Lifelong Scalable Multi-Agent Realistic Testbed (LSMART) is an open-source simulator to evaluate any Multi-Agent Path Finding (MAPF) algorithm in a Fleet Management System (FMS) with Automated Guided Vehicles (AGVs) under lifelong MAPF (LMAPF) settings. MAPF aims to move a group of agents from their corresponding starting locations to their goals. Lifelong MAPF (LMAPF) is a variant of MAPF that continuously assigns new goals for agents to reach. LMAPF applications, such as autonomous warehouses, often require a centralized, lifelong system to coordinate the movement of a fleet of robots, typically AGVs. However, existing works on MAPF and LMAPF often assume simplified kinodynamic models, such as pebble motion, as well as perfect execution and communication for AGVs. LSMART consists of 7 modules:

1. a planner invocation policy: given the current states of the robots, it determines if the planner should be invoked.
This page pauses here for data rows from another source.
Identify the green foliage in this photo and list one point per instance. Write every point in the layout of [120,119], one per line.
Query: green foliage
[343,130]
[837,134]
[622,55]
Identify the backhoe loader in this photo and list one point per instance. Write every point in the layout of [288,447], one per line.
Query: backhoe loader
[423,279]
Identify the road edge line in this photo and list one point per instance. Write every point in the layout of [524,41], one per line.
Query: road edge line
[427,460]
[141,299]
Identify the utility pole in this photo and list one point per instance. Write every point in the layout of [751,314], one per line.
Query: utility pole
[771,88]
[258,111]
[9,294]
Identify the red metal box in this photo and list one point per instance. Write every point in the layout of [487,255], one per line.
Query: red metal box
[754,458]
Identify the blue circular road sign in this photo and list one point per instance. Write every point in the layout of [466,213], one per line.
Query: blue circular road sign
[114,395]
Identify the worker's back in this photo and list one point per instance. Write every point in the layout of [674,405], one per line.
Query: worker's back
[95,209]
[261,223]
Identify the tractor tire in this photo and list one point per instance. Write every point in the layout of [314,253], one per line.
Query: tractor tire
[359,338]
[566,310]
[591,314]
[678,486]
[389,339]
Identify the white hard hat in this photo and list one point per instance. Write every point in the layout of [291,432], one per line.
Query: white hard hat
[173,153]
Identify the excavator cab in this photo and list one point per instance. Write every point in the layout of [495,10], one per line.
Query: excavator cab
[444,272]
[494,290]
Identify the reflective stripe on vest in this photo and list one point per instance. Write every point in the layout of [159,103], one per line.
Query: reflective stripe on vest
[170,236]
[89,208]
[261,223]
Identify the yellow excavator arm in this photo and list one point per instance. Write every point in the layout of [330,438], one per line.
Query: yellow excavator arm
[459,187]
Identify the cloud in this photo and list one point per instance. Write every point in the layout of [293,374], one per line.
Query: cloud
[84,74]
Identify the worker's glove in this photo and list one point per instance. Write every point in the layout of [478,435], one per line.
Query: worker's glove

2. a MAPF problem instance generator: given the current states of the robots, it returns the a MAPF problem instance.

3. a MAPF planner: given a MAPF problem instance with start and goal locations, it returns collision-free paths.

4. a fail policy: if the MAPF planner fails to return collision-free paths, it recovers the system from failure.

5. an ADG: an Action Dependency Graph (ADG) that ensures collision-free execution of the planned paths.

6. a fleet of AGVs: each AGV is modeled as a differentiable drive robot with realistic kinodynamics and execution uncertainties.

7. an ARGoS3 simulator: the underlying physics engine that simulates the robots and the environment.

A simulation starts by using the planner invocation policy to determine whether the MAPF planner should be invoked. If so, LSMART first uses the instance generator to generate the next MAPF problem instance by computing a commit cut in the ADG to find the start states, assigning goals to AGVs, and refining the goals if necessary. At the start of the simulation, the start locations of the AGVs are randomly generated and their orientation always faces north. The instance is passed to the MAPF planner. If the planner solves it successfully, the collision-free paths are returned directly to the ADG. If it fails, the fail policy replans or resolves the collisions. Depending on the fail policy, the MAPF planner may not be required to send colliding paths to the fail policy. The paths are then converted and added to the ADG, which records a sequence of actions for each AGV with their passing orders in each location. The AGVs and the ARGoS3 simulator run in parallel with the planner. Each AGV is equipped with a PID controller and an action queue. Each agent periodically obtains actions from the ADG following the action dependencies, stores them in the action queue, and executes them in the ARGoS3 simulator. If no actions are left, it waits in place. The simulation stops after a pre-defined amount of time.